La capacità di pensare in maniera critica è ciò che manca davvero oggi, a tutti i livelli; si agisce senza riflettere e per le ragioni più sbagliate, si preferisce di gran lunga una verità preconfezionata, facile da ottenere e da comprendere, che non implichi alcuno sforzo cognitivo o interpretativo, e che consolidi le nostre certezze. Jacopo Veneziani (fig.4), giovane storico dell’arte e valente divulgatore dei nostri giorni, qualche tempo fa così si esprimeva:
“Il grande Beniamino Placido ripeteva spesso: ‘La divulgazione è un modo non per saziare, ma per affamare’. Quando parlo di un’opera d’arte sui social network cerco di non dimenticare queste parole. Provo sempre a trasformare l’opera e ciò che dico di essa in trampolini da cui chi mi legge o ascolta possa tuffarsi in modo autonomo per effettuare ulteriori approfondimenti. Sono rigoroso, sì, ma non pretendo di essere esaustivo. Non perdo mai di vista l’accuratezza scientifica – i miei tweet, ad esempio, non sono mai scritti di getto – ma mi limito a comunicare pochi concetti essenziali. Insomma, cerco di semplificare senza banalizzare e spero così facendo di stimolare la curiosità altrui”.[3]
Dunque, si può essere rigorosi senza pretese e si può semplificare senza banalizzare; “volere è potere”.
Alla luce di ciò, davvero possiamo continuare a tollerare, indifferenti, lo stato di prostrazione in cui versa la cultura nel nostro paese, o il continuo vilipendio di opere d’arte, come se non avesse alcun peso nelle nostre vite? Davvero possiamo permetterci – in questo particolare momento storico, ma direi in generale – di accontentarci di informazioni posticce, imbellettate, parziali, o rimarcare all’infinito ciò che è accettato per convenzione, solo per assecondare quell’atavico bisogno di “stabilità” che ci esonera e ci assolve dalla non-conoscenza? Perché se questa fosse realmente la “democratica” volontà della maggioranza, allora sarebbe inutile perfino auspicare quella “rivoluzione” del sistema scolastico che costituirebbe – di fatto – la sola garanzia per le generazioni future di imparare, e usare, il pensiero critico come arma di difesa contro un sistema sociale fondato sull’approssimazione “a scopo di lucro”, non solo economico.
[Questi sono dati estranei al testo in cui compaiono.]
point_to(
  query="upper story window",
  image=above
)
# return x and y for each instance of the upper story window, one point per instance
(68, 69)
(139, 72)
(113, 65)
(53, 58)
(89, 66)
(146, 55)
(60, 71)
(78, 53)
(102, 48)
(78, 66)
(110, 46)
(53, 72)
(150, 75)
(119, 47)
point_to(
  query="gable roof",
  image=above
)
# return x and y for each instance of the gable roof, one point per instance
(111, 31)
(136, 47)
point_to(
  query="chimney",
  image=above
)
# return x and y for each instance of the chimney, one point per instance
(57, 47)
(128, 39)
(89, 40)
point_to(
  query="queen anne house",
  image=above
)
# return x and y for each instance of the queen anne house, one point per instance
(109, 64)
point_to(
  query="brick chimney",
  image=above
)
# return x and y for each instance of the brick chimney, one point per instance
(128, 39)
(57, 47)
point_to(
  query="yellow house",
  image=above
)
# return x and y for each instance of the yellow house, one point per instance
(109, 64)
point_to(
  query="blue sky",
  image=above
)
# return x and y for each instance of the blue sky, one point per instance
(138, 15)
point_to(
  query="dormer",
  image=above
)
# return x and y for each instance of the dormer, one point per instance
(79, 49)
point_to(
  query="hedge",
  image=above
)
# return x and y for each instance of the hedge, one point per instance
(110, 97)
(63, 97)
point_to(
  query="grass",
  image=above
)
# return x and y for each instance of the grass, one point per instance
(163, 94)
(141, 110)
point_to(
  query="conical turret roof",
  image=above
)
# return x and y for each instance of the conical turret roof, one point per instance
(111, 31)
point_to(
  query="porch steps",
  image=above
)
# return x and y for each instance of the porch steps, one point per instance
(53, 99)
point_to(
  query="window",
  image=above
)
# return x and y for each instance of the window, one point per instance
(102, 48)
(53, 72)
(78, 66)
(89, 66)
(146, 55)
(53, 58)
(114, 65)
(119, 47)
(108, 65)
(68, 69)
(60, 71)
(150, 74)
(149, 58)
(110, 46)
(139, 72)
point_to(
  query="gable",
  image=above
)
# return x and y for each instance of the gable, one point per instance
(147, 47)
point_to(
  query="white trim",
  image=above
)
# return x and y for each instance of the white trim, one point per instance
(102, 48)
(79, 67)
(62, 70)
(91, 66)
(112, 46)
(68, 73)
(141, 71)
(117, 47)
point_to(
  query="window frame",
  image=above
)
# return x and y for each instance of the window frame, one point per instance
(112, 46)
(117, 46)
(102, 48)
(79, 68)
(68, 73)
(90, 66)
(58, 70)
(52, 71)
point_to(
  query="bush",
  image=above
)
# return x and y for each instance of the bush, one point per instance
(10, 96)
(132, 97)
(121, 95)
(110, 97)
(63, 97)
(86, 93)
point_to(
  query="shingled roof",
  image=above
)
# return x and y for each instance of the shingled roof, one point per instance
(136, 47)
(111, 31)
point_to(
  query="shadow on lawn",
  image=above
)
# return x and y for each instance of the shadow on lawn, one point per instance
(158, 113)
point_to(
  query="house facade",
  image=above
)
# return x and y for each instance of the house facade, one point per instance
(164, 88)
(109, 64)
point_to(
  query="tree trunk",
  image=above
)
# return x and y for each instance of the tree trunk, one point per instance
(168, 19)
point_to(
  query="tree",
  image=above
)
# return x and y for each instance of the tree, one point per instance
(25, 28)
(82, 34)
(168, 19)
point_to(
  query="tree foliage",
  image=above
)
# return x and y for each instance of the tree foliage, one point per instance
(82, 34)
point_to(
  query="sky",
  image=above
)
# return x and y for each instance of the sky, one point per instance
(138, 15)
Formare futuri insegnanti, giornalisti e divulgatori a questo scopo, vuol dire cominciare da subito – direi dalla culla – ad allenare bambini e ragazzi al raziocinio, alla ricerca, alla valutazione; educarli alla “verità” come valore imprescindibile da perseguire in ogni ambito della vita; abituarli a non demonizzare i “perché”, i “forse”, i “probabilmente”, ma a considerarli punti di partenza verso nuove e più certe acquisizioni. Ma per far questo serve anzitutto una presa di coscienza collettiva e progressiva del fatto che una società “sana” non si produce “gratis”, ovvero senza sforzo di intelletto, di volontà e di impegno. Una società sana non può prescindere da un’etica dell’informazione così come dalla capacità di “leggere” in maniera critica la realtà che la circonda.
È il solo modo per vivere con pienezza ogni aspetto dell’esistenza, per vivere con coscienza e cognizione la bellezza della natura, dell’arte, della scienza, della letteratura, l’immensa meraviglia del sapere.
Sogno? Utopia? Forse. E sia benedetto il “forse”, che se non altro ci lascia uno spiraglio di speranza.
“Venca dunque la perseveranza; per che, se la fatica è tanta, il premio non sarà mediocre. Tutte cose preziose son poste nel difficile.”[4]